Building a sound business is about making educated guesses in your business plan about what kind of numbers you expect your business to pull and then, through operation, seeing if your numbers were accurate. Yet, so many businesses that have sales just ignore the fact that they need to confirm their business model and use its insights to help find better profitability. In this article, I’m going to discuss with you the common pitch deck metrics, what they mean, and how to determine how your business performs.
Churn
What it means: a customer churns when they pay you money and then stop paying you money. Startups use churn to talk about a lot of different metrics and it’s pretty important that you be specific in your pitch which definition of churn you’re using. When people just say “churn” they’re talking about the percentage of their membership they lose in a given period of time (usually 1 month or 1 quarter). You can also talk in terms of “churn rates.” A six-month churn rate is the percentage of people who are still paying you after 6 months.
How to calculate churn rate: (Paying Customers On 1st of Month – Number of These Customers Still Paying on 30th of Month) / Paying Customers On 1st of Month. Do not add customers that sign up within the month… this is traction, a separate metric.
Example: 1000 Customers on the 1st, 950 still paying next month. Churn rate = (1000-950)/1000 or 5%
Cost Per Acquisition
What it means: how much you spend in labor, supplies, and direct costs to acquire a customer. Your CPA must be lower than your LTV.
How to calculate CPA: Costs / Customers Acquired. Typically you would prefer splitting your CPA numbers into separate calculations by each channel of acquisition. Really smart COOs will be able to implement a multi-touch attribution model that begins to tease apart if some channels contribute to lower CPAs.
Example: If I buy a $5,000 billboard and bring in 1,000 customers, my CPA (on this billboard) is $5.
Lifetime Value
What it means: how much you expect the customer to pay you over your entire relationship
How to calculate LTV: The simplest construction is LTV = ( Total Revenue / Number of Customers ), though this is descriptive rather than prescriptive. A more complicated calculation is LTV = ( Average Purchase * Purchases Per Month ) / Monthly Churn Rate
Example: $100 Avg Purchase * .25 Purchases Per Month (Quarterly) / 5% Churn Rate = $500 LTV
Putting It All Together
Here’s a pitch that any VC in the world would love to hear: “Over the last year, we spent $10,000 in labor and costs in the sales department and we earned 500 new customers for a CPA of $20. These customers churn at 21% and average $18/month in revenue for an LTV of $85 each. Our method of customer acquisition is repeatable and scalable and we’re asking for $100k to repeat it.”

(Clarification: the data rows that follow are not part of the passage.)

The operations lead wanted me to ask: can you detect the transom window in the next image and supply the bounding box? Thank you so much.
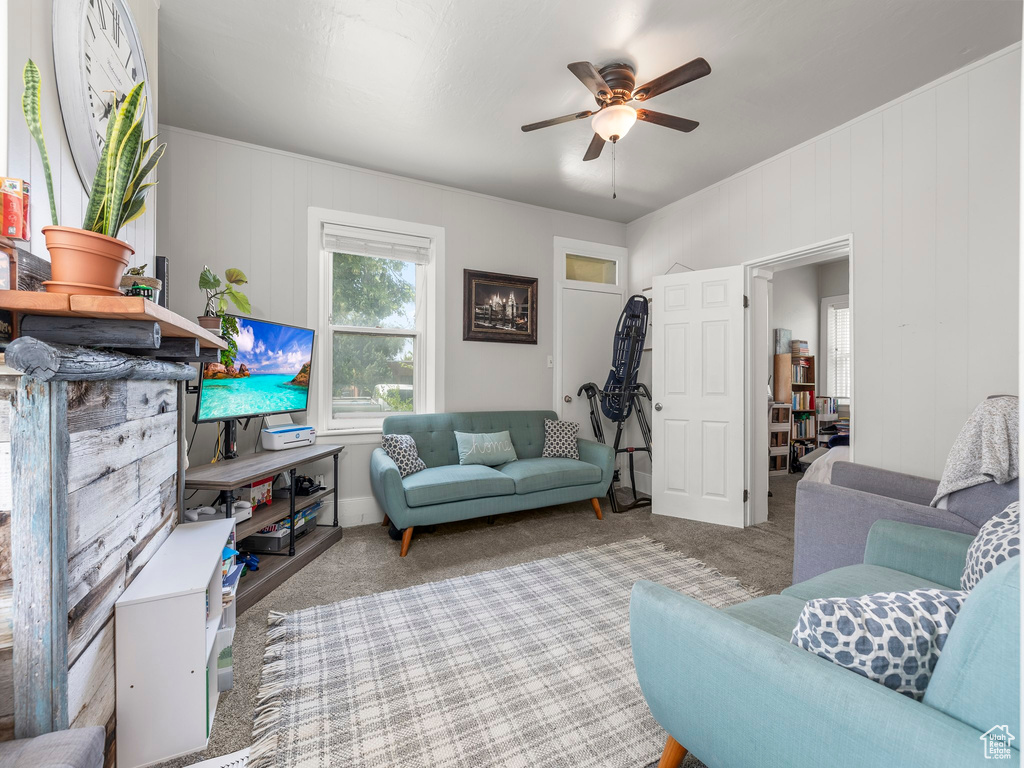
[825,299,852,397]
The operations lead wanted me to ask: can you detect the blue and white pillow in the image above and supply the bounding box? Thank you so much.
[961,502,1021,590]
[790,590,968,701]
[381,434,427,477]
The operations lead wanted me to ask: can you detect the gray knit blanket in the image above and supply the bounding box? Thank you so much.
[932,395,1020,507]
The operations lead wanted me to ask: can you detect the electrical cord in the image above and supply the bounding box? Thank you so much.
[253,416,266,454]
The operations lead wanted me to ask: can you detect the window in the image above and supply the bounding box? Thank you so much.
[316,214,439,432]
[824,296,852,397]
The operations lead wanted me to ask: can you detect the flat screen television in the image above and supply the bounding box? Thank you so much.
[197,314,313,422]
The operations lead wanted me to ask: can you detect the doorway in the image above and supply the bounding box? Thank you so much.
[744,236,854,524]
[552,238,628,439]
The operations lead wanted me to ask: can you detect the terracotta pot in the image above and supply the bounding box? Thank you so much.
[43,226,135,296]
[196,314,220,334]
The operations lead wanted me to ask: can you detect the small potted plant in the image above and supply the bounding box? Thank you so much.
[199,266,252,333]
[22,59,167,296]
[121,264,164,301]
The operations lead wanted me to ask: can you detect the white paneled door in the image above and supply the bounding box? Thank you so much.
[651,266,744,527]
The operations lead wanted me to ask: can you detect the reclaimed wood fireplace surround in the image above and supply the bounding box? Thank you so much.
[0,291,223,765]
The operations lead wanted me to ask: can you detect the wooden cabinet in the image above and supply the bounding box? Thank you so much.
[115,518,234,768]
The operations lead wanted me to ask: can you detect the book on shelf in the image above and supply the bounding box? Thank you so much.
[793,390,814,411]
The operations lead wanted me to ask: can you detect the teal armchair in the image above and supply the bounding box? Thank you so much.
[630,521,1022,768]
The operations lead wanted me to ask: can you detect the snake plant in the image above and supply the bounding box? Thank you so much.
[22,59,167,238]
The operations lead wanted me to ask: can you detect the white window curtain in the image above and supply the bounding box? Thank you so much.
[324,224,430,264]
[828,302,852,397]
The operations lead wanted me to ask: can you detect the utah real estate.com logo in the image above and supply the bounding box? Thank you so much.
[979,725,1014,760]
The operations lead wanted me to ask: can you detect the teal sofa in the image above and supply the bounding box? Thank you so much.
[370,411,615,557]
[630,520,1024,768]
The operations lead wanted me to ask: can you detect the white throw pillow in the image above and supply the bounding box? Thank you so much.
[961,502,1021,590]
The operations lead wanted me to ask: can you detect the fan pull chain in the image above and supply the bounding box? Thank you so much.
[611,141,618,200]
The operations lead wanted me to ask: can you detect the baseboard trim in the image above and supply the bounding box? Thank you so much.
[620,472,653,496]
[317,496,384,528]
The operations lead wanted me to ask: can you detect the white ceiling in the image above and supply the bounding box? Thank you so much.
[160,0,1021,221]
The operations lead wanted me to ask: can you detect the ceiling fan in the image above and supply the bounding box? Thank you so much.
[522,57,711,160]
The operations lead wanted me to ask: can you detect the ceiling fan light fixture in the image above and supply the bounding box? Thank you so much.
[591,104,637,141]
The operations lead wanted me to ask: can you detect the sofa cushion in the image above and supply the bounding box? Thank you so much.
[382,411,558,467]
[782,565,949,600]
[790,590,968,701]
[946,478,1021,528]
[722,595,807,640]
[401,464,515,507]
[381,434,427,477]
[499,459,601,495]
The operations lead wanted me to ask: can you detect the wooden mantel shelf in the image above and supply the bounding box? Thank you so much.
[0,291,227,349]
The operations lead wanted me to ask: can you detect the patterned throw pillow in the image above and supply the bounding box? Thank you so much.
[961,502,1021,590]
[790,590,968,701]
[381,434,427,477]
[542,419,580,459]
[455,429,519,467]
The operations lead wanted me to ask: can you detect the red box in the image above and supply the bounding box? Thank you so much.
[0,177,25,240]
[22,181,32,240]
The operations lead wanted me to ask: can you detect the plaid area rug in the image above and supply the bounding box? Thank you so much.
[249,539,752,768]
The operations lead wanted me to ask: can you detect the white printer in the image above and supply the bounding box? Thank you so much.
[260,424,316,451]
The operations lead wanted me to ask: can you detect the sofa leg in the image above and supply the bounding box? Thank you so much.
[657,736,686,768]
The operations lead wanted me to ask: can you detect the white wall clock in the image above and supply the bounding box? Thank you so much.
[53,0,155,191]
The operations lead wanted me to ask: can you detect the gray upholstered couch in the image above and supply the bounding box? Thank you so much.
[793,462,1020,584]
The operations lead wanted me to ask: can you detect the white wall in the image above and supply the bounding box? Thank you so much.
[628,44,1021,477]
[0,0,160,274]
[157,126,626,524]
[768,264,821,360]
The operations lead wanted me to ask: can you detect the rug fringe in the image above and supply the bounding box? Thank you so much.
[247,610,288,768]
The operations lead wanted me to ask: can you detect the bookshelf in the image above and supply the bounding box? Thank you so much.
[768,402,793,476]
[790,354,818,461]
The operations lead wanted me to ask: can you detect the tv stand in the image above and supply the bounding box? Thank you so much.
[184,444,345,611]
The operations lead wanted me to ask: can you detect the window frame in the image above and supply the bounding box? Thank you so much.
[818,294,853,402]
[306,207,444,442]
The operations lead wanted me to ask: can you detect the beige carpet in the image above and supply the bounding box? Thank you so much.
[165,475,800,768]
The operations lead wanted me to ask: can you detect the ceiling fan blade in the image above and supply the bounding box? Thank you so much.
[637,110,700,133]
[633,57,711,101]
[522,111,594,133]
[568,61,611,101]
[583,133,604,162]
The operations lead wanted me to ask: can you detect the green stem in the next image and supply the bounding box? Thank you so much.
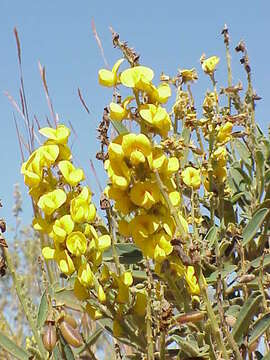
[4,248,47,359]
[194,265,229,360]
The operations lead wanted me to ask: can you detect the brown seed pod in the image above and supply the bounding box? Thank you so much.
[59,321,83,348]
[42,322,57,352]
[64,314,78,329]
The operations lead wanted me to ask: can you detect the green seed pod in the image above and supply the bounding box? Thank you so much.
[42,322,57,352]
[59,321,83,347]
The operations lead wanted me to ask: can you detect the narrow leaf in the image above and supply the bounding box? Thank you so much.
[232,291,262,344]
[0,332,30,360]
[234,139,252,167]
[249,313,270,345]
[243,208,269,246]
[37,291,48,329]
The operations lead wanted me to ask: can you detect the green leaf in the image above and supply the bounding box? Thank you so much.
[172,335,209,357]
[233,139,252,167]
[243,208,269,246]
[103,244,143,264]
[53,346,62,360]
[206,264,237,284]
[203,225,218,247]
[0,331,30,360]
[111,120,129,135]
[250,254,270,268]
[232,291,263,344]
[37,291,49,329]
[78,328,104,354]
[248,313,270,345]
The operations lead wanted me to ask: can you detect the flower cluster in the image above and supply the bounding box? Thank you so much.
[21,125,111,302]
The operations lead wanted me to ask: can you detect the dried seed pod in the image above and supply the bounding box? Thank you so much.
[176,311,205,324]
[59,321,83,348]
[238,274,256,284]
[64,314,78,329]
[42,322,57,352]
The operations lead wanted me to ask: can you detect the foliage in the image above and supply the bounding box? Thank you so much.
[0,27,270,360]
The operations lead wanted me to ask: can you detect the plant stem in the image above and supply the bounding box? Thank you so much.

Even that’s not a lock to get funded, but it can help shore up some of the hesitations that investors will naturally have about spending money on marketing. Even with a $20 CPA and an $85 LTV, your business will be unprofitable if your cost to deliver the service exceeds $65, but at the very least, thinking in terms of customer profit metrics and locking down what the actual numbers look like early is crucial for startups looking for funding, whether it’s from a VC, bank, or startup competition.